North Mississippi Allstars
added: 24 Oct 2013
// gig date: 23 Oct 2013
reviewer: Andy Snipper
The Allstars were playing the 100 Club for the first time but it feels like the perfect venue for the prime exponents of ‘World Boogie’ – the stage is barely two feet above the floor, the furthest fans in the hall are no more than a hundred feet away and the low ceiling makes the atmosphere ‘intense’: I cannot imagine seeing the North Mississippi Allstars at the O2 and thankfully they have never looked like committing that crime; the 100 Club however should sign them to a residency – for life..
The place was packed for this visit and as you looked at the stage there were drums everywhere. Support act Lightnin’ Malcolm had his own set up and thoroughly entertained the swelling crowd with a half an hour of raw solo Blues with a definite Mississippi twang to it. Since he was also acting as bassist for the Allstars he was in for a busy night.
By the time the Allstars hit the stage the packed crowd was ready for a good time and from the off the band were on fire. The stripped down sound they have developed for the new album came from years of playing live and in a febrile atmosphere like the 100 Club it went down a storm – this band cooks like no-one else on the planet.

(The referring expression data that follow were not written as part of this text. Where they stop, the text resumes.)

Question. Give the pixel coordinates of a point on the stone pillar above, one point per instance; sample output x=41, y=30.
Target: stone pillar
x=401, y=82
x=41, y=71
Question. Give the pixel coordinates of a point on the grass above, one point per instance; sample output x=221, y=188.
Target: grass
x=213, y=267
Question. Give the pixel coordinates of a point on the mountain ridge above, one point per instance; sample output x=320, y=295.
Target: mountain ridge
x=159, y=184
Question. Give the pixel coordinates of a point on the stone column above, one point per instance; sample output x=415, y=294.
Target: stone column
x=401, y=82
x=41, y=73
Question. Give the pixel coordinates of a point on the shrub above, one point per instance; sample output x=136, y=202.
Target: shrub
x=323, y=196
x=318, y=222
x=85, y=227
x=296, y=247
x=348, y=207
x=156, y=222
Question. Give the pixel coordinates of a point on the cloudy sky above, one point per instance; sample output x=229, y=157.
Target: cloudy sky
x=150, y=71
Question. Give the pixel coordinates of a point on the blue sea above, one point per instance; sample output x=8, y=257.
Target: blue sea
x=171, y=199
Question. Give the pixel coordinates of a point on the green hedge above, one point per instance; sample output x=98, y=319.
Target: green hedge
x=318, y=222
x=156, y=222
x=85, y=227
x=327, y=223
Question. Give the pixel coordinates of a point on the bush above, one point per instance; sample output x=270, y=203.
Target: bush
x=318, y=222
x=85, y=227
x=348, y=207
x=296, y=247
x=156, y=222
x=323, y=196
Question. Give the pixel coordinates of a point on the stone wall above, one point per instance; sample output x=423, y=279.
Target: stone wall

The set featured tracks from all across their career including numbers like the classic ‘Sittin’ On Top Of The World’ and ‘Rolling And Tumblin’ but the best playing of the evening was a stupendous ‘Turn Up Satan’ along with ‘Goat Meat’ but the songs were almost secondary to the performance that was as powerful, without excessive volume, as anyone I’ve seen.
The brothers were in all out action around the stage, swapping drums for guitars (and vice versa) and culminating with all three of them marching through and around the crowd drumming like a marching band.
Musically they were as rough and raunchy as it gets with all the showbizness stripped away and only the music remaining and it works better than you could imagine – the music has absolute integrity and the show has real fire. Luther’s guitar is underrated and he was tearing out some fine riffs and slides alongside his brother’s powerhouse drumming with Malcolm showing he is as comfortable on the bass as he is on a Telecaster.
The guy in the hat next to me in the crowd told me he was there to get his boogie down – the packed 100 Club were all boogieing with him (me too).